The analysis included hourly and daily aggregations, market splits, device filters and seasonal decomposition logic. This made it possible to inspect how revenue and click behavior changed across hours of day, weekdays, months and campaign contexts.

The methodological idea was to separate recurring deterministic structure from more volatile residual behavior, so that campaign decisions were not based on raw short-term fluctuations alone.

Keyword Value Clustering

One component modeled keyword value as a set of empirical performance states. Instead of assigning each keyword to one fixed channel or treating every query independently, keywords were grouped into value clusters based on revenue-per- click behavior and related performance metrics.

The operational goal was to support channel assignment and budget decisions by identifying favorable, intermediate and weak keyword states.

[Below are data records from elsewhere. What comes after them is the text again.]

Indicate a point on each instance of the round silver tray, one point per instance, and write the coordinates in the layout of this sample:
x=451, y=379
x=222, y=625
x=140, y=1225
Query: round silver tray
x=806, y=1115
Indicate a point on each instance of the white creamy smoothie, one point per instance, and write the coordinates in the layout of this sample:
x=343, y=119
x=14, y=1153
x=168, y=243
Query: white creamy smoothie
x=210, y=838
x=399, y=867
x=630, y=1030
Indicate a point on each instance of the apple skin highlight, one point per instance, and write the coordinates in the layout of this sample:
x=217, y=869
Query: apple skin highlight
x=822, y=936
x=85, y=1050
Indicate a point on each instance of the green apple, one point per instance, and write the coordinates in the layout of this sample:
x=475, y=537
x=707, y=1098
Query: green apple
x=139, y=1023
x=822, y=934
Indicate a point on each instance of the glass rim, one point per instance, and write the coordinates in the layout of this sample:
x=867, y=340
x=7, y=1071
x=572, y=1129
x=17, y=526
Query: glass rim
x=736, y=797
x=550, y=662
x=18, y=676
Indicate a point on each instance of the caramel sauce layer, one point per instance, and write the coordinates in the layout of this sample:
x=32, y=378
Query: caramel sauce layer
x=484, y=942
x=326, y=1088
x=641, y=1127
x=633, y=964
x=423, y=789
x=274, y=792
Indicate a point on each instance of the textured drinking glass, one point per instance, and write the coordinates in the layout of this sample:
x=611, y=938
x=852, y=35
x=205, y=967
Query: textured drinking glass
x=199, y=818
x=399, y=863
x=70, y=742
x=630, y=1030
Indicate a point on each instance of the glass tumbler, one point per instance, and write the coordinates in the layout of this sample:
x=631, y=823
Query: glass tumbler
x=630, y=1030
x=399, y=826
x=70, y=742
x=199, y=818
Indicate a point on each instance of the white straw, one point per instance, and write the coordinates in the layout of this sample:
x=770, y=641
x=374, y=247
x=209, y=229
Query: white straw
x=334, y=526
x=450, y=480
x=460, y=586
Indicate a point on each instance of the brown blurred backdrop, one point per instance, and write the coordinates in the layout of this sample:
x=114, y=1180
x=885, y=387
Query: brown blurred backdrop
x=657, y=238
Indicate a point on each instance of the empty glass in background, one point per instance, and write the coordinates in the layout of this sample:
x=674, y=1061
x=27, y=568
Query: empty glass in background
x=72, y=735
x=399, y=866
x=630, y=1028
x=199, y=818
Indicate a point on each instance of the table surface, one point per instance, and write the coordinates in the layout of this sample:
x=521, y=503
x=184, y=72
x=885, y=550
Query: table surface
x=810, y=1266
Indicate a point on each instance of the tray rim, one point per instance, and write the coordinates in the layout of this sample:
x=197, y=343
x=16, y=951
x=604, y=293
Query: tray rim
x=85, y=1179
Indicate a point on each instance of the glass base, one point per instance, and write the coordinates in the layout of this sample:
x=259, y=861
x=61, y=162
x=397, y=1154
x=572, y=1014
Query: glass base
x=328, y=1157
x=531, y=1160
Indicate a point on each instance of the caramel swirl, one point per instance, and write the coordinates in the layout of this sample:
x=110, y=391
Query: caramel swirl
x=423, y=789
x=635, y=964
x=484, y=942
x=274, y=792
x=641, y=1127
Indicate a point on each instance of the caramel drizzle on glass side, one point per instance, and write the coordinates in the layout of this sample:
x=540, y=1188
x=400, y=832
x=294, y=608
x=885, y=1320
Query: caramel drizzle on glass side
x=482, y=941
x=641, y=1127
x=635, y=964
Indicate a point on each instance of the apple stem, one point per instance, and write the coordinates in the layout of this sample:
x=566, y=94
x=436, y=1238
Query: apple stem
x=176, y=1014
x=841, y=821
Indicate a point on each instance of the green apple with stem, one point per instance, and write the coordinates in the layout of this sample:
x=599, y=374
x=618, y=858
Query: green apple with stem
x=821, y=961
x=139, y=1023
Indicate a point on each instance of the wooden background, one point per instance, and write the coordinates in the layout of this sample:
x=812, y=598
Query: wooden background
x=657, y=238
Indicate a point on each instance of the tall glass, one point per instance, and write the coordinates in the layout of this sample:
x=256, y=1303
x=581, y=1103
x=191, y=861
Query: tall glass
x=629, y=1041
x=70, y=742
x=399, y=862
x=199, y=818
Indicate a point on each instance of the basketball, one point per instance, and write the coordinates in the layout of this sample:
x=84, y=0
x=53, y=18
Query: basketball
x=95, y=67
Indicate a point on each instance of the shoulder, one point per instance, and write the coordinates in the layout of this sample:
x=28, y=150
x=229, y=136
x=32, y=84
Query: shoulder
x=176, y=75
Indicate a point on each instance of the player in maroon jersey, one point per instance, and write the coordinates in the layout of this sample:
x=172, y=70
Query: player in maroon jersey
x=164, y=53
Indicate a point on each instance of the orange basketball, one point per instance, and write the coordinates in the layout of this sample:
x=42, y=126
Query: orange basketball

Keyword-level performance histories were cleaned and aggregated.
Rolling windows were compared to evaluate short-term predictive stability.
Cluster assignments were used as interpretable states rather than black-box scores.
The framework supported analysis of persistence and movement between value states.

Markov Transition Modeling

The project explored a finite-state Markov-style transition model for keyword value clusters. The model estimated how often keywords moved between value states over time, making it possible to study persistence, volatility and jump probabilities.

This was not framed as exact price prediction. It was a state-dynamics tool: given a keyword's recent performance state, the model helped reason about the probability of remaining stable, improving or moving into a weaker cluster.

Revenue and Click Performance Modeling

Additional modeling work connected keyword-level performance to planner and campaign features such as search volume, bid information, competition index, estimated clicks, estimated CTR and estimated CPC.

The modeling layer included regression-style experiments, tree-based models and error diagnostics for revenue or click-performance targets. These models were used as exploratory decision-support tools rather than fully automated budgeting systems.

A/B Testing and Experimentation

Additional analyses included A/B testing workflows for landing-page or creative variants. These analyses connected click behavior and conversion metrics to product or campaign decisions while keeping statistical uncertainty explicit.

Business Output

The project produced analytical outputs for interpreting campaign performance and supporting operational decisions.

Seasonality diagnostics for campaign timing.
Keyword and query-level performance summaries.
Cluster-based views of favorable and risky keyword states.
Transition matrices for state persistence and movement.
Revenue and click-performance modeling experiments.
Reports and visualizations for business stakeholders.

Evaluation Limits

Advertising systems are non-stationary: platform rules, competition, bidding behavior, traffic mix and user behavior can change over time. The project was therefore treated as decision support rather than a fully autonomous prediction engine.

Non-stationarity: historical performance may degrade when platform or market conditions change.
Selection effects: observed keyword histories reflect previous campaign decisions.
Missing histories: sparse or new queries can be difficult to model reliably.
Attribution limits: revenue and click metrics depend on platform reporting definitions.
Operational constraints: models must be interpreted with budget, channel and business constraints in mind.

Technologies and Methods Used

Python for data processing, modeling and automation.
pandas / NumPy for high-frequency panel data preparation and aggregation.
AWS Athena / S3 for cloud data extraction and analytical storage.
boto3 for programmatic query execution and result retrieval.
SQL for cloud-side filtering, joins and reporting-table construction.
scikit-learn for regression, tree-based modeling and evaluation experiments.
statsmodels for time-series decomposition and seasonality analysis.
Matplotlib / Seaborn for visual diagnostics and stakeholder reporting.
A/B testing for comparing campaign or landing-page variants.
Finite-state transition modeling for keyword value dynamics.

Resources

Internal documents, data and code are not public.

An anonymized technical note can be prepared upon request.